Transthoracic echocardiography is the imaging modality of choice to provide a comprehensive haemodynamic assessment of AS severity. AVC has emerged as a reliable marker of AS severity and a robust predictor of a more rapid progression. Echocardiography yields only a qualitative assessment of AVC. CT is the preferred modality for AVC by providing a quantitative and accurate measure of AVC, and recommendations of its use are included in current guidelines on the management of AS. Recent enthusiasm in hybrid imaging particularly with ¹⁸F-sodium fluoride (¹⁸F-NaF) positron emission tomography (PET)/CT is based on the notion that it can provide both anatomic and molecular data. ¹⁸F-NaF uptake in calcified aortic valves has been shown to extend beyond areas of macrocalcification and to predict new area of calcium deposition and subsequent increase in AVC. Thus, ¹⁸F-NaF uptake not only correlates with AS severity, but it appears to be a measure of the pathological process of ongoing calcifying activity. Zheng et al showed that in patients with AS, elevated Lp(a) levels (>35 mg/dL) were associated with increased AVC activity measured by ¹⁸F-NaF uptake on PET/CT, increased progression of AVC, more rapid AS progression and increased risks of aortic valve replacement and death.⁵ These findings suggest that Lp(a) lowering may be a good approach and ¹⁸F-NaF uptake a surrogate marker of progression in trials on prevention of AS progression.

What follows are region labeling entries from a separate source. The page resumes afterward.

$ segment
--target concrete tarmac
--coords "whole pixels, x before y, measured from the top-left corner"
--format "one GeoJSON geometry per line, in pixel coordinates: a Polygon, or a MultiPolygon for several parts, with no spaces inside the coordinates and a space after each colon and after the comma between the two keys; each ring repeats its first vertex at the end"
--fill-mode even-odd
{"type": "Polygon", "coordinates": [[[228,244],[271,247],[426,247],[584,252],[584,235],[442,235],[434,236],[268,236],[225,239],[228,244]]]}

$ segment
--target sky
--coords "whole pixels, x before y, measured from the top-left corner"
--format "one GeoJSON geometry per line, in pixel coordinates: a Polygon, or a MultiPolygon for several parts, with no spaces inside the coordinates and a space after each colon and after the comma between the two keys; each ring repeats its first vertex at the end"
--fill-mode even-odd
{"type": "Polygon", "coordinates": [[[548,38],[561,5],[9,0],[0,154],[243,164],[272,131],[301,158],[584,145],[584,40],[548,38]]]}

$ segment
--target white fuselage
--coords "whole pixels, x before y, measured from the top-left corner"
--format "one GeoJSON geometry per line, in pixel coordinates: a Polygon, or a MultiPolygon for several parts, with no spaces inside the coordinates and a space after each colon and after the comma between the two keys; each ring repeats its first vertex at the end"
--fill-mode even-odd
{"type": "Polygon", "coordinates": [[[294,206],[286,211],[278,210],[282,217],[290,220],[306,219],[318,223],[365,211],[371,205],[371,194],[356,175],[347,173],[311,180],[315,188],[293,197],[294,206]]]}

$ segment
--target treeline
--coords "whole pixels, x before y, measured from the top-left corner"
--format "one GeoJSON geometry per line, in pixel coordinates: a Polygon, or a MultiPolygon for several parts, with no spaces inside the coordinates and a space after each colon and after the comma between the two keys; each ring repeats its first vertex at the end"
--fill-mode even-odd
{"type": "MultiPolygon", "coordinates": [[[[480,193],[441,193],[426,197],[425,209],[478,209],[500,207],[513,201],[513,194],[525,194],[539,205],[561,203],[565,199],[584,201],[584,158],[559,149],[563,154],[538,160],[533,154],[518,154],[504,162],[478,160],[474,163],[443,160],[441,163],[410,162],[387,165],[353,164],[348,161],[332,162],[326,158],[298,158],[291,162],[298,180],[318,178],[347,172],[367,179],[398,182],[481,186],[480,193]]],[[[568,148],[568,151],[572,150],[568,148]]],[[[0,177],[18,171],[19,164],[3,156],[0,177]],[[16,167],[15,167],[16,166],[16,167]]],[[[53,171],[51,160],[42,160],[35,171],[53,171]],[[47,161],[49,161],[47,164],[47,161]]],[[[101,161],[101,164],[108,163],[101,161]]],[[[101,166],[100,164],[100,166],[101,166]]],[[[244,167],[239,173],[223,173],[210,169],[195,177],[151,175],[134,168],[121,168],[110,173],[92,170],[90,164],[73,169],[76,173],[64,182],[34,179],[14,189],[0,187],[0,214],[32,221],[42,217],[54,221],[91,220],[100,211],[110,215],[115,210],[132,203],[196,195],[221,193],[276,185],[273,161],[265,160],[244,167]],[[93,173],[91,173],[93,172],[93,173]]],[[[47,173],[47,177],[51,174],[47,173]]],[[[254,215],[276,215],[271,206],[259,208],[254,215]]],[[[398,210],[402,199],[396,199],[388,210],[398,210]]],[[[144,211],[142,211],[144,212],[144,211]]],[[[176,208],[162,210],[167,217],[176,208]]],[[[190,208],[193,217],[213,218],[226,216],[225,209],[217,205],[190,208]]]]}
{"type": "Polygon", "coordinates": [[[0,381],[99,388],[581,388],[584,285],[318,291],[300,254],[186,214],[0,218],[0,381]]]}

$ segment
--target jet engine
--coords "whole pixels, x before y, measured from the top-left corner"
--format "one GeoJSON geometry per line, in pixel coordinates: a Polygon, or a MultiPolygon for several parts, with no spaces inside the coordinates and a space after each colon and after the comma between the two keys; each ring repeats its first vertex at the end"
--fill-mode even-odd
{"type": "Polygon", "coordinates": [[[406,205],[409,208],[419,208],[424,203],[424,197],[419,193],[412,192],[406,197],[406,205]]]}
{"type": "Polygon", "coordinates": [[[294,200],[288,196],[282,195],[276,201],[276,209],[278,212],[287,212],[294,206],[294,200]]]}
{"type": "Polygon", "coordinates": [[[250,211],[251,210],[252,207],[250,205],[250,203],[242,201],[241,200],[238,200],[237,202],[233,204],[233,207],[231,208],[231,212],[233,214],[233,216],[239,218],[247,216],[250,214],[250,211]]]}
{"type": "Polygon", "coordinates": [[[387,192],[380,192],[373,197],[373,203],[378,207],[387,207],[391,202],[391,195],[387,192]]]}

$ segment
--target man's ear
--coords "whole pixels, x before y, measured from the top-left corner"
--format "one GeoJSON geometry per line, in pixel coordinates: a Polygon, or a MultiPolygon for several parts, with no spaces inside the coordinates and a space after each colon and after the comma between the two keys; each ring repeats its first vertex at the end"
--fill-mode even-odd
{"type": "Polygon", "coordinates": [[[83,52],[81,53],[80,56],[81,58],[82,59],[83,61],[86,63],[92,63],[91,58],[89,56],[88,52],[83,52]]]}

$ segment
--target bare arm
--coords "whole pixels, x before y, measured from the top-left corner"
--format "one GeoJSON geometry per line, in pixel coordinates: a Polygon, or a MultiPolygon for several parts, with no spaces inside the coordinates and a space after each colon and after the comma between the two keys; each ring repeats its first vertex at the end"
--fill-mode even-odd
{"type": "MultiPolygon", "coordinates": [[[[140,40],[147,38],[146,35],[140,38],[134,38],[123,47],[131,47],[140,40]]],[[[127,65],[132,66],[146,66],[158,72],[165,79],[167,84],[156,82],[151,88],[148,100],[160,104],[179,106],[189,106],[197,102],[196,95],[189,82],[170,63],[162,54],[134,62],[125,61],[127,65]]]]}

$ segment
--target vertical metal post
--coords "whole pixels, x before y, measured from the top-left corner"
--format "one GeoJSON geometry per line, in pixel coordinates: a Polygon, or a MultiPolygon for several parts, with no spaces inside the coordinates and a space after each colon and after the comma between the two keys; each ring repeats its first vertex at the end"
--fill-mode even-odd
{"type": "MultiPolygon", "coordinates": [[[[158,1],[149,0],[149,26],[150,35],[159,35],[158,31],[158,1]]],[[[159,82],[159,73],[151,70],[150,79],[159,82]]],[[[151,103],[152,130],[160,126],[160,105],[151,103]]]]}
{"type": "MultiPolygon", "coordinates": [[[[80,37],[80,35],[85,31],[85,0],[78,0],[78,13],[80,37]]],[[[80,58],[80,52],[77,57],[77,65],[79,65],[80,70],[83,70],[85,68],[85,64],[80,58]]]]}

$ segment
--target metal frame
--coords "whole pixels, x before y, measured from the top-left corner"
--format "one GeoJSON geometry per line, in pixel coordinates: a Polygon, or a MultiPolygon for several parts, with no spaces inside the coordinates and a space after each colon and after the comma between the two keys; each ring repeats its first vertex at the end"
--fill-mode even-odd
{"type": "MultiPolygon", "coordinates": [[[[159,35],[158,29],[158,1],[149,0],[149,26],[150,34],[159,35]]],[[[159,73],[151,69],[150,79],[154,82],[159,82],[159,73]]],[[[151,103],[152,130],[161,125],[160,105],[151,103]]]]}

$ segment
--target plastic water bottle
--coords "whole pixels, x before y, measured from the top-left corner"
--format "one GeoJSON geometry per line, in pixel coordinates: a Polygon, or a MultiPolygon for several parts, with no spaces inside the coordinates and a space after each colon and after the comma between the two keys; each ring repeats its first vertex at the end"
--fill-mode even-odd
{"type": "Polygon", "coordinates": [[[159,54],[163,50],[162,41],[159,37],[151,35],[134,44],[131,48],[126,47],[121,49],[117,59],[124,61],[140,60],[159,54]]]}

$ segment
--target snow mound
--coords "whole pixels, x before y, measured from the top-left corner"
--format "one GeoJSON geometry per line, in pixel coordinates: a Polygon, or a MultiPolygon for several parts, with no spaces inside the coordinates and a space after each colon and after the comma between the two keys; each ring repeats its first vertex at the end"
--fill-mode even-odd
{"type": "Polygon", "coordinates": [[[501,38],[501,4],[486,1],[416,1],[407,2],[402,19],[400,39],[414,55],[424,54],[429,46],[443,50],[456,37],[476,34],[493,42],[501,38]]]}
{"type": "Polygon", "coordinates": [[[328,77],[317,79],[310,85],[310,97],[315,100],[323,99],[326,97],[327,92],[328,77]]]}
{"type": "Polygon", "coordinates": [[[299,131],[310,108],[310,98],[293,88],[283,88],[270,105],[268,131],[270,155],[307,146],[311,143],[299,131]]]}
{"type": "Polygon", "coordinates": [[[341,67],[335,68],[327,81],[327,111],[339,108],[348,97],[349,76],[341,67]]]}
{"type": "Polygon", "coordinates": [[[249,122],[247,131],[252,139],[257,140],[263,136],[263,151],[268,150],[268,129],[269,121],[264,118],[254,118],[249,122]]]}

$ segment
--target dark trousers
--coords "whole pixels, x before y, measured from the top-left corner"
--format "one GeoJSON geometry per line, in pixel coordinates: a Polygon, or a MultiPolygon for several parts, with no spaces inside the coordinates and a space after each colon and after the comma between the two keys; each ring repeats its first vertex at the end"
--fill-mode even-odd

Kaiser et al investigated the relationship between Lp(a) and ¹⁸F-NaF uptake in 52 individuals with mild to moderate AS by matching individuals with high Lp(a) values (>50 mg/dL) with those who had lower values.6 They showed that ¹⁸F-NaF uptake was not different between high and low Lp(a) groups, and AVC but not Lp(a) was the key determinant of ¹⁸F-NaF uptake. The authors acknowledged that the sample size was small and there were no data on the progression of AVC which is a better endpoint for ¹⁸F-NaF uptake. Nonetheless, the findings did not support the concept that Lp(a) lowering would be an effective strategy to prevent AS progression. On the other hand, increased ¹⁸F-NaF uptake has been reported to be associated with increased age and elevated Lp(a) levels in healthy individuals with no observable AVC, but whether this predicts a higher risk of subsequent development of AVC and incident AS is not known .7 8 I believe these contradictory findings can be reconciled in light of the pathophysiology of AS which consists of three phases (the initiation, propagation and end-stage calcification phases) during which different specific metabolic pathways may be dominant.2 At the initiation stage, there is mild leaflet thickening with no significant AVC. At the late stage when severe AS ensues, there is invariably dense AVC. When macrocalcification is evident as in the individuals in the study of Kaiser et al, extracellular bone matrix proteins rather than lipids play a dominant role in the calcifying process, whereas in the initiation stage, lipid infiltration, inflammation and microcalcification may be more important. I agree with Kaiser et al that ‘established valvular calcific burden is the most important disease driver of AS’, but the presence of AVC represents a late stage of the disease which is likely the reason why trials on lipid lowering to prevent AS progression so far have been unsuccessful. Prevention approaches targeting lipids including Lp(a) may be more effective in individual at risk for AS such as individuals with bicuspid aortic valve before the development of significant AVC. When AVC is present, strategies targeting specific mediators of the calcification process appear more appropriate and we await the results of the ongoing trials based on this approach.